En la casi totalidad de casos estos jóvenes son entrenados y mandatados por sus progenitores o tutores quienes organizan sus fechorías y son los que se encargan de los bienes robados. Es tan necesario como el párrafo anterior hacer penalmente responsables a los tutores de menores pillados pues es evidente que son ellos que los proveen con armas y son los reductores de lo robado que encargaron a sus hijos. Pensarán dos veces antes de mandarlos a delinquir si media una posible condena para ellos.

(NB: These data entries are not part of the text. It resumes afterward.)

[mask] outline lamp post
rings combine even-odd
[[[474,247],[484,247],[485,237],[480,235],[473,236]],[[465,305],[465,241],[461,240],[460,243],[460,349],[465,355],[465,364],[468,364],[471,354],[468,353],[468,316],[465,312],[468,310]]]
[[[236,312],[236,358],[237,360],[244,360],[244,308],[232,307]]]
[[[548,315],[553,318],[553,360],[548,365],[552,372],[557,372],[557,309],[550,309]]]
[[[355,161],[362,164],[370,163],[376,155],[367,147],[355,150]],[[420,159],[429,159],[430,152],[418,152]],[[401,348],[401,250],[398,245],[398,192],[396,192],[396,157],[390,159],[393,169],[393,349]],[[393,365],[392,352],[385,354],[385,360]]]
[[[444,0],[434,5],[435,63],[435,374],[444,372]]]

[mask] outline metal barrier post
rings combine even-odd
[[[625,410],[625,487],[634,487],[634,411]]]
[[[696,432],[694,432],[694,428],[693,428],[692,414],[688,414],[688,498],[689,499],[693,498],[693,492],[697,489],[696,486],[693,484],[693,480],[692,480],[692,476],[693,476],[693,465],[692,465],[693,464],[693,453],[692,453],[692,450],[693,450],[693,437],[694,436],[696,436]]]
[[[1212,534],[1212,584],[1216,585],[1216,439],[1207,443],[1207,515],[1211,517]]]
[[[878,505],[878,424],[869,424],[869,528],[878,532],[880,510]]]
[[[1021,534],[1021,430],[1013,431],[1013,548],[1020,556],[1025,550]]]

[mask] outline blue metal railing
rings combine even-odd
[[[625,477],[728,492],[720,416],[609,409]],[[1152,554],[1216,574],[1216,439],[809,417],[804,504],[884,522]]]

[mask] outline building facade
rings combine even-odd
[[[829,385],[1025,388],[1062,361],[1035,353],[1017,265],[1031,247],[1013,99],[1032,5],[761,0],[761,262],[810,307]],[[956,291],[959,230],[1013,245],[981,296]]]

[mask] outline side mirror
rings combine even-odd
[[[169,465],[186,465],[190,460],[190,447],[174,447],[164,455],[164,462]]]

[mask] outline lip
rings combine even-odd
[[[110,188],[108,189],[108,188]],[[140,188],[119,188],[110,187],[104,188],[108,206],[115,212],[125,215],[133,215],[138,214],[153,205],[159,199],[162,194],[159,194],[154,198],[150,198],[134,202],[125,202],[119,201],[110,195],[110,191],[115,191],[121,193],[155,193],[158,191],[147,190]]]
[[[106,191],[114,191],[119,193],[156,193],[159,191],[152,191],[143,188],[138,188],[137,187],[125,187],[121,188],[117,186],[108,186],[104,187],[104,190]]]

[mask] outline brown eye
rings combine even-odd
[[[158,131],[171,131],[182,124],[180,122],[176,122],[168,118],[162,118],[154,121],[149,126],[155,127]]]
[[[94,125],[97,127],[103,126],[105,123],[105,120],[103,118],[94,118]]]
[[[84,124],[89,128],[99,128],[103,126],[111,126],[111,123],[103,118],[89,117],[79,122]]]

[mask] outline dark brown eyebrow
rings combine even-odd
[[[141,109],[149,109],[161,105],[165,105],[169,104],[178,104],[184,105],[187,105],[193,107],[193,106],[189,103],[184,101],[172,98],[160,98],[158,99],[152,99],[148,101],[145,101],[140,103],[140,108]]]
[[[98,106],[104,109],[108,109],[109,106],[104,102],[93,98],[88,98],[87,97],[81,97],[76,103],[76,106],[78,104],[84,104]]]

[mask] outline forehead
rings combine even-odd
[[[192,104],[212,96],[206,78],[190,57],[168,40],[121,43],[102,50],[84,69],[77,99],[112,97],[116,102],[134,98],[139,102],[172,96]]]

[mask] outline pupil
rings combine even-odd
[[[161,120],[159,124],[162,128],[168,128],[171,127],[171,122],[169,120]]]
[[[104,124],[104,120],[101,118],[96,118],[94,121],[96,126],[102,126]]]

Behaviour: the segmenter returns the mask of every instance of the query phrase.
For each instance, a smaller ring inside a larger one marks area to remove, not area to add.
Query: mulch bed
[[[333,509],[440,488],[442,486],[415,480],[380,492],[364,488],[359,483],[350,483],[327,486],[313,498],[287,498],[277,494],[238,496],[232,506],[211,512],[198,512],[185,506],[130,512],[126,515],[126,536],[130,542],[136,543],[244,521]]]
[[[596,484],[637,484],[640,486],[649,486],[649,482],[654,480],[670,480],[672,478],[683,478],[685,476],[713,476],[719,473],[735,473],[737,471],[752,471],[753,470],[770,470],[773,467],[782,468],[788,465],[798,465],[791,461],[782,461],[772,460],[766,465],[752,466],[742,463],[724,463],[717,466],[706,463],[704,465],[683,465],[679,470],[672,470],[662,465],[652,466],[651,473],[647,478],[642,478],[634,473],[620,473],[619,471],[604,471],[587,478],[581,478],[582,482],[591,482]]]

Ya sé que el otro problema inmenso es la falta de nuevas cárceles y la sobrepoblación de prisiones activos, la falta de gendarmes, la cantidad deficitaria de policías. No veo aparecer planes concretos e inmediatos para remediar esa escasez, causa de que delincuentes con media docena o más antecedentes circulen – y actúen – en las calles. Ya que la situación presupuestaria heredada hace difícil destinar fondos suficientes para construir nuevos establecimientos penales, una de las soluciones que pueden surtir efecto a corto plazo es la licitación de cárceles particulares bajo condiciones de parcial o total auto-sustentabilidad mediante el trabajo productivo de los condenados. Ese sistema también ayuda en cierta medida la parcial rehabilitación de los mismos. (Nuestras cárceles consumen en vez de producir; nuestros reos viven de lo que nosotros, los que pagamos los impuestos, producimos. No basta que nos hayan dañado; encima tenemos que sostenerlos…) Sacar al ejército a las calles difícilmente traería una solución; bajar la edad de adultez – y de paso la inmunidad – y hacer responsables penalmente a los tutores por los crímenes de menores es cien veces más eficiente.
Soluciones inmediatas no hay; pero otras a corto – muy corto – plazo aparecen en el horizonte. Y varias a plazo mediano y largo deben ser propuestas y, con urgencia, por el gobierno como legisladas por el parlamento; los hemos elegido para que, entre otras cosas, se dediquen a encontrar soluciones al agobiante problema de seguridad. Encontrarlas YA.